Eine Einheit der Christen – also unter anderem der katholischen und der evangelischen Kirche – scheitert auch am Anspruch des Papstes, die Kirche wie ein Monarch zu regieren. Jetzt hat der Vatikan einen Vorschlag für ein neues Verständnis des Papstamtes gemacht. Damit soll er künftig von anderen christlichen Kirchen als Ehrenoberhaupt akzeptiert werden können.
Papier schlägt mehrere weitreichende Änderungen vor
Die Vorschläge unter dem Titel "Der Bischof von Rom" stellten Kurienkardinal Kurt Koch vor, der für die Ökumene zuständig ist, und der Generalsekretär der Weltbischofssynode, Kardinal Mario Grech. Sie wurden mit Zustimmung von Papst Franziskus in Rom veröffentlicht.

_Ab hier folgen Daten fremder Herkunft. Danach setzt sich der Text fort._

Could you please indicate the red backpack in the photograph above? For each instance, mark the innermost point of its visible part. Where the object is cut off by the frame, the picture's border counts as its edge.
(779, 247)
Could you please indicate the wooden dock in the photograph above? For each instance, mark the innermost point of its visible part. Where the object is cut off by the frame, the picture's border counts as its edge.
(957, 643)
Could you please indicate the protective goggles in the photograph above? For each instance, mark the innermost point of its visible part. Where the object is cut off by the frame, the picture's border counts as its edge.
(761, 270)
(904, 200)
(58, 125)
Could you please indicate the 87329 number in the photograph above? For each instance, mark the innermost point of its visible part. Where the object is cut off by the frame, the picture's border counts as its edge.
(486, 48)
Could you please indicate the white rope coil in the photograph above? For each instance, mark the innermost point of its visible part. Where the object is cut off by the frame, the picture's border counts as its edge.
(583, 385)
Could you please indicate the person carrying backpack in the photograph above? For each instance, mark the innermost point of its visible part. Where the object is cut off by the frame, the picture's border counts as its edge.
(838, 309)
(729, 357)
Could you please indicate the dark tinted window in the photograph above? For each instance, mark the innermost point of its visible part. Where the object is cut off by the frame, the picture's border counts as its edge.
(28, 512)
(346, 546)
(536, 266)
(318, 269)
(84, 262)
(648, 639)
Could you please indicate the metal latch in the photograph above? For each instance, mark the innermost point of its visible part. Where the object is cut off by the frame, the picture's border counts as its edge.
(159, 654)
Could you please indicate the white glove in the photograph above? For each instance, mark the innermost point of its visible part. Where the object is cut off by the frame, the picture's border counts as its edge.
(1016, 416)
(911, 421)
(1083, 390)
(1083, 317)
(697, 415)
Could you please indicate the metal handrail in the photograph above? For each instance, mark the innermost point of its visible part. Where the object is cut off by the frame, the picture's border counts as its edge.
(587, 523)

Damit würde mit einer jahrhundertealten Regelung gebrochen: mit der Lesart der Lehren des Ersten Vatikanischen Konzils. Seit 1870 gilt der Papst dadurch als oberster Gesetzgeber und Richter der gesamten christlichen Kirche und es gilt seine dogmatische Unfehlbarkeit.
Die Ausübung des Papstamtes soll sich ändern
Das Papier schlägt außerdem vor, dass die unterschiedlichen Verantwortungsbereiche des Bischofs von Rom getrennt werden. Seit dem dritten Jahrhundert beansprucht der Bischof von Rom für sich den Vorrang unter den Bischöfen und Patriarchen der christlichen Kirche. Künftig, so der Änderungsvorschlag, müsste der Papst sein örtliches Bischofsamt in Rom sichtbarer ausüben.
Und: Das Dokument könnte die Beziehungen der Kirchen in Ost und West grundlegend ändern. Demnach könnte sich der Papst in Zukunft mit anderen Kirchenoberhäuptern auf Augenhöhe treffen.
Seit kurzem trägt Papst Franziskus wieder den historischen Titel "Patriarch des Westens", den sein Vorgänger Benedikt XVI im Jahr 2006 abgelegt hatte. Bereits damit stellte sich Franziskus im ökumenischen Dialog auf eine Ebene unter anderem mit dem Patriarchen von Konstantinopel und mit weiteren Patriarchen der Kirchen im Osten. Diese erkennen den Papst nicht als universales Kirchenoberhaupt an, sondern als ihresgleichen.
Der Text regt regelmäßige Treffen unterschiedlicher Kirchenführer an
In Bezug auf die Verfassung der katholischen Kirche muss sie laut dem Vorschlag im Inneren weiter in Richtung einer "Synodalität" gehen, also einer gemeinsamen Beratung und Beschlussfassung. Dazu gehöre ein Nachdenken über die Autorität der nationalen und regionalen Bischofskonferenzen und die Frage, welche Stellung diese künftig einnehmen. Außerdem regt der Text an, dass eine neue globale Beratungsebene geschaffen wird – und sich die Kirchenführer unterschiedlicher Konfessionen künftig regelmäßig treffen. Damit solle die bereits bestehende Gemeinschaft unter ihnen vertieft und nach außen sichtbarer gemacht werden, heißt es.
Wie es mit den Vorschlägen jetzt weitergeht
Es ist offen, ob und wie die vatikanischen Vorschläge kirchenrechtlich umgesetzt werden. Der Papst könnte einige davon, die seine eigene Machtfülle oder die synodale Verfassung der Kirche betreffen, durch Kirchengesetze in Kraft setzen. Erste Schritte hat er mit Blick auf seine Rolle als römischer Bischof und auf die synodale Verfassung der Kirche bereits gemacht.
Kurienkardinal Koch kündigte als ersten Schritt an, dass der Vatikan die Vorschläge den anderen Kirchen zur Bewertung zusenden werde. Man hoffe auf positive Antworten und weiterführende Gespräche, so Koch.